A moment of absolute horror. Peripheral vision disappears. Flames sharpen. I do not want ashes. I want to dance the hostility of the universe. Blow out the flames with three deep dragon breaths. I want to dance the shame from my body. They keep burning. The edges curl. I want a doorway. Throw the paper on the wet ground. Stomp on it. I want to dance out of this earth and into another. Muddy footprints splatter. Arms above head like jungle crow wings. I want to be the one who controls where I am going. Place the paper on top of a blank notebook. I want to dance myself into a new story. Burnt flakes carry off in the wind. A place where I only know of ordinary things.
What does your text want? The text wanted to be performed; it didn’t care about my stage fright.
I want to dance the hostility of the universe. I want to dance the shame from my body.

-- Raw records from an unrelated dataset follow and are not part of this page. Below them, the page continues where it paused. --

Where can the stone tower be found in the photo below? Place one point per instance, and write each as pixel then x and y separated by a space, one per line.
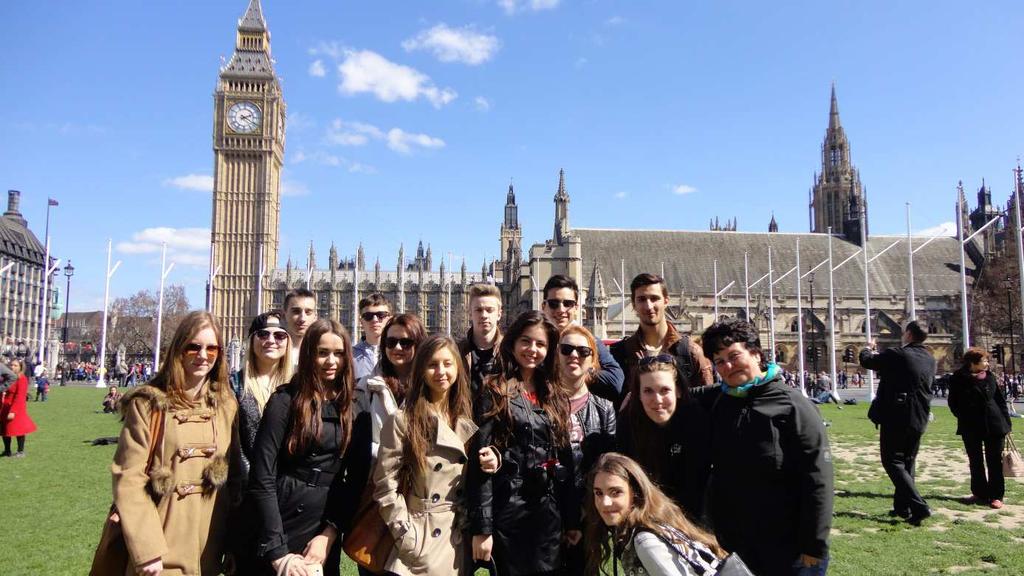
pixel 838 196
pixel 249 148
pixel 511 239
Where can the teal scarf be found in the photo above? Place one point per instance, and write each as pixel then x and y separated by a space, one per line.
pixel 742 391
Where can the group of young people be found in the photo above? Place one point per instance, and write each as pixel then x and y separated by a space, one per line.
pixel 537 450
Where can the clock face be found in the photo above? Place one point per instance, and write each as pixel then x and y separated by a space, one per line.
pixel 244 117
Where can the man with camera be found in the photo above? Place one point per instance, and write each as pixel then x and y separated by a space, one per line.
pixel 900 410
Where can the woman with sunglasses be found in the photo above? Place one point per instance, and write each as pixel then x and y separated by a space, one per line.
pixel 521 512
pixel 311 459
pixel 382 393
pixel 268 365
pixel 592 418
pixel 419 477
pixel 172 505
pixel 668 433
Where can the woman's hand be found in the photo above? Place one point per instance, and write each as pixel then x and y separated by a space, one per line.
pixel 315 551
pixel 482 543
pixel 489 460
pixel 296 567
pixel 152 568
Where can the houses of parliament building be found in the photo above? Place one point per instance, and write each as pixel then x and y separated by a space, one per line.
pixel 249 144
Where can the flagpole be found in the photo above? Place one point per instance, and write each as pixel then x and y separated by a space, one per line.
pixel 800 324
pixel 832 320
pixel 909 257
pixel 771 310
pixel 867 298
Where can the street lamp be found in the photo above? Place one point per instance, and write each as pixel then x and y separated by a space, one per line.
pixel 1009 283
pixel 69 272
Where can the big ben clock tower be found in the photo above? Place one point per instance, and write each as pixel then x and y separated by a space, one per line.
pixel 249 148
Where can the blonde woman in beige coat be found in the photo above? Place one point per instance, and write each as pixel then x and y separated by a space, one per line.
pixel 173 516
pixel 419 475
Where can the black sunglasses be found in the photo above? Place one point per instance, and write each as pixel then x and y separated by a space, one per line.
pixel 557 303
pixel 392 342
pixel 659 359
pixel 279 335
pixel 582 352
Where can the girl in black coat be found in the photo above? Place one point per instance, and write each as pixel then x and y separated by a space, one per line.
pixel 983 422
pixel 520 513
pixel 311 460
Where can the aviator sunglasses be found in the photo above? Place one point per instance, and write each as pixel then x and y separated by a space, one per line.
pixel 193 350
pixel 582 352
pixel 557 303
pixel 391 342
pixel 279 335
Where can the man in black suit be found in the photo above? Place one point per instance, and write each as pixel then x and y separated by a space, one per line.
pixel 900 409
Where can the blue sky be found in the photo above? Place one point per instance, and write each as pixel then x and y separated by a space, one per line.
pixel 407 120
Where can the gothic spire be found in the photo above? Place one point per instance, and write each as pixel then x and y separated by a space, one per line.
pixel 253 18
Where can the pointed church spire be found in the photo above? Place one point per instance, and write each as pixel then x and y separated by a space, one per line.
pixel 834 122
pixel 253 18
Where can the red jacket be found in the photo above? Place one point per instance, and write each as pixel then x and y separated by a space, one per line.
pixel 15 401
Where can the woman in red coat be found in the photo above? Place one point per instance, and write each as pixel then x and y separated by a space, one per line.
pixel 14 420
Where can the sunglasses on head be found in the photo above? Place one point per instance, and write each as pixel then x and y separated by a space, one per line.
pixel 659 359
pixel 193 350
pixel 392 342
pixel 582 352
pixel 279 335
pixel 557 303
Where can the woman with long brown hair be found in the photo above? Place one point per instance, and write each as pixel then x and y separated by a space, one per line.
pixel 630 520
pixel 173 505
pixel 311 459
pixel 521 512
pixel 665 429
pixel 419 474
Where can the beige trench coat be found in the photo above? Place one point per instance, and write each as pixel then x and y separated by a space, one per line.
pixel 178 511
pixel 427 521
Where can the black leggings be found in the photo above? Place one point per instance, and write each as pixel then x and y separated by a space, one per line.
pixel 6 444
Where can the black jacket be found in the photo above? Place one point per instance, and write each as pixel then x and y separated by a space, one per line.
pixel 772 481
pixel 597 420
pixel 292 499
pixel 979 405
pixel 904 394
pixel 677 457
pixel 524 506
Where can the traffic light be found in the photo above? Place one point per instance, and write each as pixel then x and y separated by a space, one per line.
pixel 996 354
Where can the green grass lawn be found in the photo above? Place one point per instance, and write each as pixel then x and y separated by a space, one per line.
pixel 54 499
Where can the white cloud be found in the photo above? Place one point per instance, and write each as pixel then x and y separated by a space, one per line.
pixel 451 44
pixel 513 6
pixel 352 133
pixel 402 141
pixel 185 246
pixel 366 71
pixel 945 229
pixel 201 182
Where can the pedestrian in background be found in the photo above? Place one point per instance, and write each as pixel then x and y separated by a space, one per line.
pixel 983 422
pixel 900 410
pixel 14 420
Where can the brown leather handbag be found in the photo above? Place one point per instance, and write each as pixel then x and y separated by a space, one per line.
pixel 369 542
pixel 112 556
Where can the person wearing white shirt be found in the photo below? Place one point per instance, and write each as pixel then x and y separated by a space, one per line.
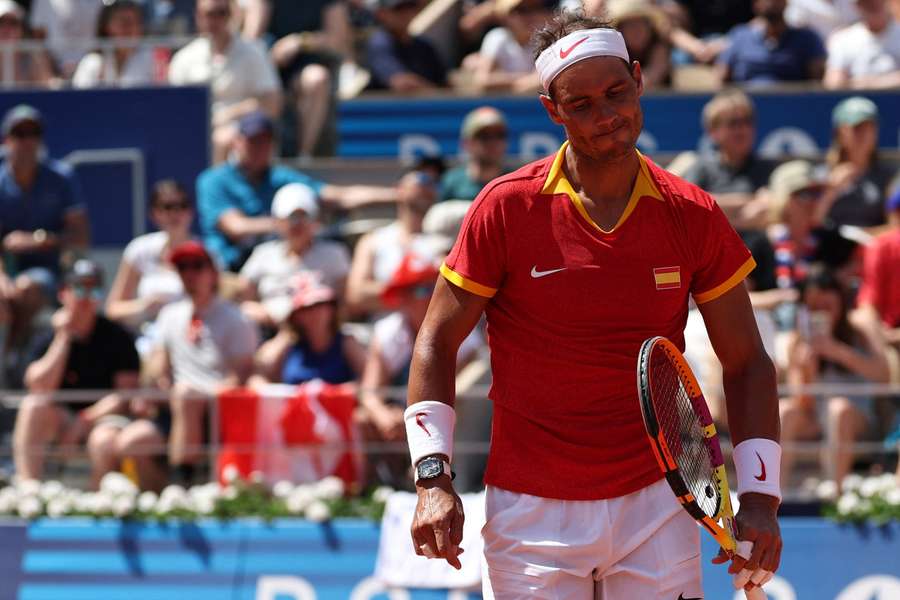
pixel 867 54
pixel 240 74
pixel 130 64
pixel 69 26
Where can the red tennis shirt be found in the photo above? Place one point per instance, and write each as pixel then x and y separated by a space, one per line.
pixel 570 306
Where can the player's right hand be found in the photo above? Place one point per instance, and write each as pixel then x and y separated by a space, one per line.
pixel 438 521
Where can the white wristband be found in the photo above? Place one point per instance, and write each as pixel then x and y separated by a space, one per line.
pixel 757 462
pixel 429 429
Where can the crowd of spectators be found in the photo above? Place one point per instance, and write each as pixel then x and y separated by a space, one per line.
pixel 294 60
pixel 256 292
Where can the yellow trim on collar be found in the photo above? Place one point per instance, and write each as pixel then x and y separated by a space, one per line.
pixel 557 183
pixel 466 284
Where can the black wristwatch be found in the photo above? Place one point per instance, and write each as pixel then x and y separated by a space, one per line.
pixel 431 467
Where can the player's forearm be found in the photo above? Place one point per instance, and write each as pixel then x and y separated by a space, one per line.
pixel 751 395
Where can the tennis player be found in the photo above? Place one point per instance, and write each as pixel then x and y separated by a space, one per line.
pixel 576 259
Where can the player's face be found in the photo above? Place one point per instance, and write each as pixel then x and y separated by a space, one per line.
pixel 597 101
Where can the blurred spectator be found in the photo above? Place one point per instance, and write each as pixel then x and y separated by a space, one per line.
pixel 68 26
pixel 822 16
pixel 269 273
pixel 130 63
pixel 42 217
pixel 234 199
pixel 309 343
pixel 28 67
pixel 830 347
pixel 312 43
pixel 390 354
pixel 240 75
pixel 880 289
pixel 85 351
pixel 484 136
pixel 379 253
pixel 737 178
pixel 399 61
pixel 645 30
pixel 866 54
pixel 505 61
pixel 857 178
pixel 766 50
pixel 146 281
pixel 205 345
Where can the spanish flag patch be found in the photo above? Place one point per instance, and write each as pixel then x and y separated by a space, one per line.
pixel 667 278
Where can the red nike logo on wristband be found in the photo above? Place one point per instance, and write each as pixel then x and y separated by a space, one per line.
pixel 762 465
pixel 425 429
pixel 565 53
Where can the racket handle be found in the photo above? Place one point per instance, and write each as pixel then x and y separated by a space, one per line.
pixel 756 594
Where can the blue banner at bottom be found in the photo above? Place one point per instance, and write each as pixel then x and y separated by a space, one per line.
pixel 84 559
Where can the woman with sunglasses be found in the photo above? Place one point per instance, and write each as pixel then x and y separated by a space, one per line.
pixel 146 281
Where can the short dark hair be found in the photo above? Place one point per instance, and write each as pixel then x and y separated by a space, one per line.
pixel 562 24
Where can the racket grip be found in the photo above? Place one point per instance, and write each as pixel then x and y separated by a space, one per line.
pixel 756 594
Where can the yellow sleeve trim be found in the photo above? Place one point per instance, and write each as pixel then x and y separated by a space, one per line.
pixel 466 284
pixel 729 283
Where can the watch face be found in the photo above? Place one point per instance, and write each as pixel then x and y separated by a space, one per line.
pixel 429 469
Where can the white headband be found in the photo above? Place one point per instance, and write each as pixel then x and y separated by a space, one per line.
pixel 577 46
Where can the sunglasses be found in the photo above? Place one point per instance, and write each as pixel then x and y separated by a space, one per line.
pixel 84 292
pixel 172 206
pixel 191 265
pixel 26 132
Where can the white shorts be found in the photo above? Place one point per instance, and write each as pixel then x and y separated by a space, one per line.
pixel 642 546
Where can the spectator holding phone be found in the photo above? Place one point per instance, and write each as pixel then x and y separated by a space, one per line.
pixel 830 347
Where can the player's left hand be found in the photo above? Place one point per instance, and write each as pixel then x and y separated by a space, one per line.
pixel 757 522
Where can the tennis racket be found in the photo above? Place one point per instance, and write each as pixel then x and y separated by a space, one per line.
pixel 686 445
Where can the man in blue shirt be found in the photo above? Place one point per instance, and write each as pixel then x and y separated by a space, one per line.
pixel 766 50
pixel 42 216
pixel 234 199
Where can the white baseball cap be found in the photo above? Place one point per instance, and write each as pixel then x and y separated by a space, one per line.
pixel 294 197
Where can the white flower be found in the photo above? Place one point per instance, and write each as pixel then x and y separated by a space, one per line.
pixel 382 493
pixel 51 489
pixel 30 507
pixel 852 482
pixel 330 488
pixel 826 490
pixel 869 487
pixel 847 504
pixel 9 500
pixel 893 497
pixel 230 474
pixel 28 487
pixel 282 489
pixel 59 506
pixel 317 512
pixel 101 503
pixel 117 484
pixel 299 499
pixel 123 506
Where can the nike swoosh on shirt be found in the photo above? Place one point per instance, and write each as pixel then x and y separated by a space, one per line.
pixel 538 274
pixel 564 53
pixel 762 466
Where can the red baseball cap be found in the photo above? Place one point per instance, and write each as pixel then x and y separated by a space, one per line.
pixel 188 250
pixel 414 270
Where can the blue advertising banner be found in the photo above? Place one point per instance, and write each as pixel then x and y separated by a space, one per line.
pixel 787 123
pixel 84 559
pixel 120 141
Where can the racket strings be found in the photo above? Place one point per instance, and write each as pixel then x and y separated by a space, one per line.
pixel 683 433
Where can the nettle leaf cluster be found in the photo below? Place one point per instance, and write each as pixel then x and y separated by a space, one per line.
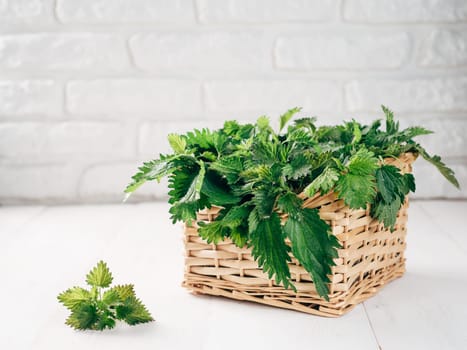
pixel 97 309
pixel 256 174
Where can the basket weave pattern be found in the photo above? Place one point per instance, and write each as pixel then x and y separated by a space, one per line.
pixel 370 257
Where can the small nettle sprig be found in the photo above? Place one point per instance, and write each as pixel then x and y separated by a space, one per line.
pixel 98 309
pixel 255 174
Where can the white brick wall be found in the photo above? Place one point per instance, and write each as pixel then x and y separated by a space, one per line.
pixel 90 88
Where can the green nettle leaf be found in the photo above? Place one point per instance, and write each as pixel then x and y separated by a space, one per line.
pixel 357 186
pixel 74 297
pixel 98 311
pixel 217 191
pixel 313 247
pixel 323 183
pixel 254 173
pixel 124 291
pixel 100 276
pixel 390 183
pixel 270 250
pixel 298 167
pixel 356 190
pixel 194 191
pixel 363 163
pixel 111 296
pixel 153 170
pixel 229 168
pixel 177 143
pixel 133 312
pixel 212 232
pixel 263 123
pixel 83 316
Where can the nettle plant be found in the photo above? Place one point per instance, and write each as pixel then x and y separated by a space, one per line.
pixel 256 175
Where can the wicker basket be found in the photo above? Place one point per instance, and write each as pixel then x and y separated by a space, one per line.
pixel 370 257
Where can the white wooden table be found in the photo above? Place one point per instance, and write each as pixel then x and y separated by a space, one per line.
pixel 45 250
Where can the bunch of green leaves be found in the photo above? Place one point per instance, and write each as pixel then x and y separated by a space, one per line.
pixel 97 309
pixel 257 174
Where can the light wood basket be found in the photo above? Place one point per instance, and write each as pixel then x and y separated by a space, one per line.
pixel 370 257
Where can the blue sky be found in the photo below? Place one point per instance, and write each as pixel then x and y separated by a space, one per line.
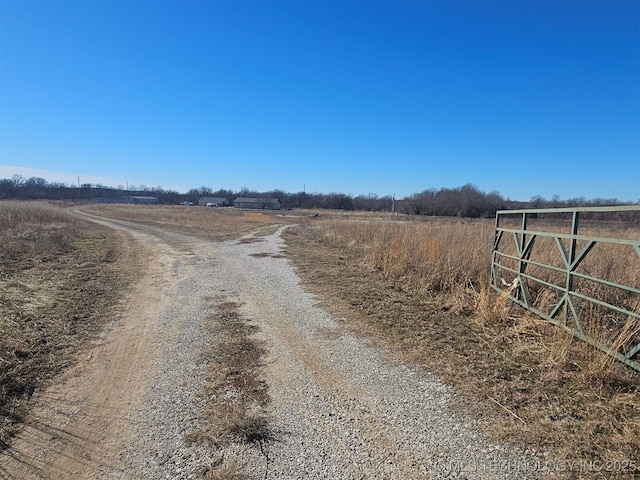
pixel 523 98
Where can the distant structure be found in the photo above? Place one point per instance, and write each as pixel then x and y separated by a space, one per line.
pixel 213 202
pixel 141 200
pixel 257 203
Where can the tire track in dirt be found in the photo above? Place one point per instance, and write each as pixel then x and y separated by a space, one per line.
pixel 85 421
pixel 340 408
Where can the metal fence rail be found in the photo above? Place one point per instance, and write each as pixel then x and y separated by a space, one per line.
pixel 555 282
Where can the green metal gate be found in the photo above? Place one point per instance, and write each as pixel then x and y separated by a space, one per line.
pixel 577 268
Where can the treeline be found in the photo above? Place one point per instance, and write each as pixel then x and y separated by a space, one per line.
pixel 464 201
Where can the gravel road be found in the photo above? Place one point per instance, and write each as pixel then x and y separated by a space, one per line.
pixel 340 408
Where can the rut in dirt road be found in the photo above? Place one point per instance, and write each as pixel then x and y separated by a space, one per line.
pixel 340 408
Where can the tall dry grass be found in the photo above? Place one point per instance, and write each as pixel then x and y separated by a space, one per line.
pixel 215 223
pixel 452 257
pixel 551 391
pixel 34 228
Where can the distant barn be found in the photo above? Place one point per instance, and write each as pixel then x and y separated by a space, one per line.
pixel 259 203
pixel 213 202
pixel 142 200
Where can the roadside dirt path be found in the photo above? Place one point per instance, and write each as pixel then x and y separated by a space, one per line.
pixel 340 408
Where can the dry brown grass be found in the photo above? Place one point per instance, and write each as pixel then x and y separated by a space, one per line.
pixel 235 396
pixel 423 288
pixel 206 222
pixel 59 280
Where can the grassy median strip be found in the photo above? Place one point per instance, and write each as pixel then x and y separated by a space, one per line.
pixel 422 289
pixel 235 395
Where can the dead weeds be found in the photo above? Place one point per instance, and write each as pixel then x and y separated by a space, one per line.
pixel 235 395
pixel 60 281
pixel 534 384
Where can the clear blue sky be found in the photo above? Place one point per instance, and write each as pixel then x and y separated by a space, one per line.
pixel 524 98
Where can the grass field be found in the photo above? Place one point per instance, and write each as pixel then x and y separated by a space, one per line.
pixel 417 286
pixel 422 288
pixel 60 279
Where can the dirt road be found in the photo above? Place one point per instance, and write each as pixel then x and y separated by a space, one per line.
pixel 340 408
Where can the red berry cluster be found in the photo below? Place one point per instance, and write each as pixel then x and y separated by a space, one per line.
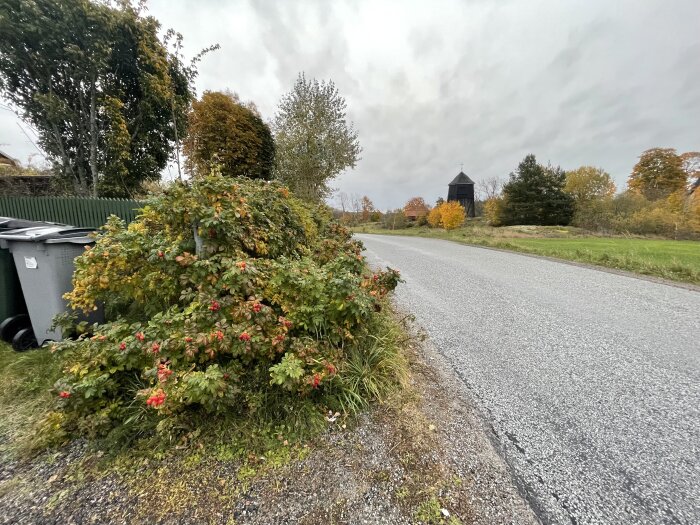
pixel 156 399
pixel 164 372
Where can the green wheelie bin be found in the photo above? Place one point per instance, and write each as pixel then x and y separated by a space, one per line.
pixel 13 310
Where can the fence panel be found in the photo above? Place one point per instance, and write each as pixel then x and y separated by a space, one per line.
pixel 77 211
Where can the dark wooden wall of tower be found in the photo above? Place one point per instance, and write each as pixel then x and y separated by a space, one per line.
pixel 464 194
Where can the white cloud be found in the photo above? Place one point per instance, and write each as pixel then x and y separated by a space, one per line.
pixel 432 84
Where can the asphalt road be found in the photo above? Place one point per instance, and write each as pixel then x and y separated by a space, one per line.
pixel 591 380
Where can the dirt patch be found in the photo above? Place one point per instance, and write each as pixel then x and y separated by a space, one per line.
pixel 425 457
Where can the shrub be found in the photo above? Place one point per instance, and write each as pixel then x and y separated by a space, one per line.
pixel 493 210
pixel 434 217
pixel 451 215
pixel 222 294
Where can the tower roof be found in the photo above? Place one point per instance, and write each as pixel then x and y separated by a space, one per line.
pixel 461 179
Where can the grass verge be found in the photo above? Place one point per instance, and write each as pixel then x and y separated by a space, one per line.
pixel 198 479
pixel 668 259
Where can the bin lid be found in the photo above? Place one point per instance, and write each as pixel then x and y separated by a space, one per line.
pixel 51 234
pixel 11 223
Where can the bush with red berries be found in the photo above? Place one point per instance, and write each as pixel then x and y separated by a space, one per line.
pixel 222 292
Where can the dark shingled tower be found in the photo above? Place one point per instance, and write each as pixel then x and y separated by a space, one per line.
pixel 461 189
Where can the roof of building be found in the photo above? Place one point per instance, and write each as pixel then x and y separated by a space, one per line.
pixel 461 179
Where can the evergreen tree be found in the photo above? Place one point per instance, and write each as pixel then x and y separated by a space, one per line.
pixel 535 195
pixel 99 86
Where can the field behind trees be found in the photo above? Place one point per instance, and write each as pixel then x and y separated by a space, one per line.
pixel 668 259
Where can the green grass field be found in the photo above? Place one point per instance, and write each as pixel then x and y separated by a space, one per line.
pixel 669 259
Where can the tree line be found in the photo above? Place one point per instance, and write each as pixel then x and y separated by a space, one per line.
pixel 661 197
pixel 112 103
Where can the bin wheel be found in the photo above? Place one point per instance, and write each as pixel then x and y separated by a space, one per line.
pixel 10 326
pixel 24 340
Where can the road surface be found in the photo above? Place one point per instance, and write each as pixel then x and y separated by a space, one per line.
pixel 591 380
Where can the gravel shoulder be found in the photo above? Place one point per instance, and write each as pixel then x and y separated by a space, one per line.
pixel 589 380
pixel 425 456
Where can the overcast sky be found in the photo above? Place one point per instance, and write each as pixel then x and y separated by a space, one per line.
pixel 433 84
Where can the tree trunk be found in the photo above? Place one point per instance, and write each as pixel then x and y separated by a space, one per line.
pixel 93 136
pixel 177 140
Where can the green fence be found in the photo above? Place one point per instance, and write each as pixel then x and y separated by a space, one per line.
pixel 77 211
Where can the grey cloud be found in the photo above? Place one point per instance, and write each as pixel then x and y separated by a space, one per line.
pixel 483 83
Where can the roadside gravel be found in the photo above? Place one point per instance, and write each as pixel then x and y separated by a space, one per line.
pixel 590 380
pixel 423 457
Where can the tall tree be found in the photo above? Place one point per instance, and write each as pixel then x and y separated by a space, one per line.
pixel 691 166
pixel 588 183
pixel 98 85
pixel 226 133
pixel 367 208
pixel 658 173
pixel 535 195
pixel 313 138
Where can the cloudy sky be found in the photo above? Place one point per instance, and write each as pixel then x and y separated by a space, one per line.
pixel 433 84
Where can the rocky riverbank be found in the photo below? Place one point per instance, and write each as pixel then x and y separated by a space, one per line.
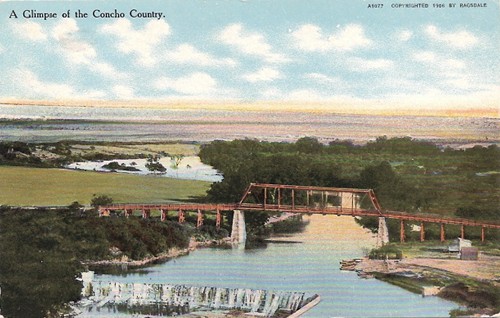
pixel 171 253
pixel 475 284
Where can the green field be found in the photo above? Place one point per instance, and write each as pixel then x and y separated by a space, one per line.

Deliberately, I put on my native Kalinga clothes. Jewelry. My purpose for dancing was written into my piece: “I want to dance the shame from my body.” But as I started to move – awkward at first – I realized it was more than that; I wanted to be witnessed. Shame is something put on you by society, by others. And we take it – own it – and mistake it for guilt. I pried it from me. And I wanted others to see me scrape it out. What does it mean to be witnessed?
The next day I noticed a large red scratch mark starting just under my right armpit going down along the side of my right breast to the bottom of my ribcage. Did this happen during the performance? I don’t remember. The performance was Babaylan-inspired and trance-like. The room fell away. There was an edge. What if I gave a voice to this edge? Was this edge – an ecotone – a sharp boundary line or a gradual blending? A complete cessation of movement, or suddenly, instead, the ability to move?
After, I had to reorient myself. When I did, I found I was facing a new direction. I found I was awake.
Who were you before you went to sleep? Who will you be upon waking?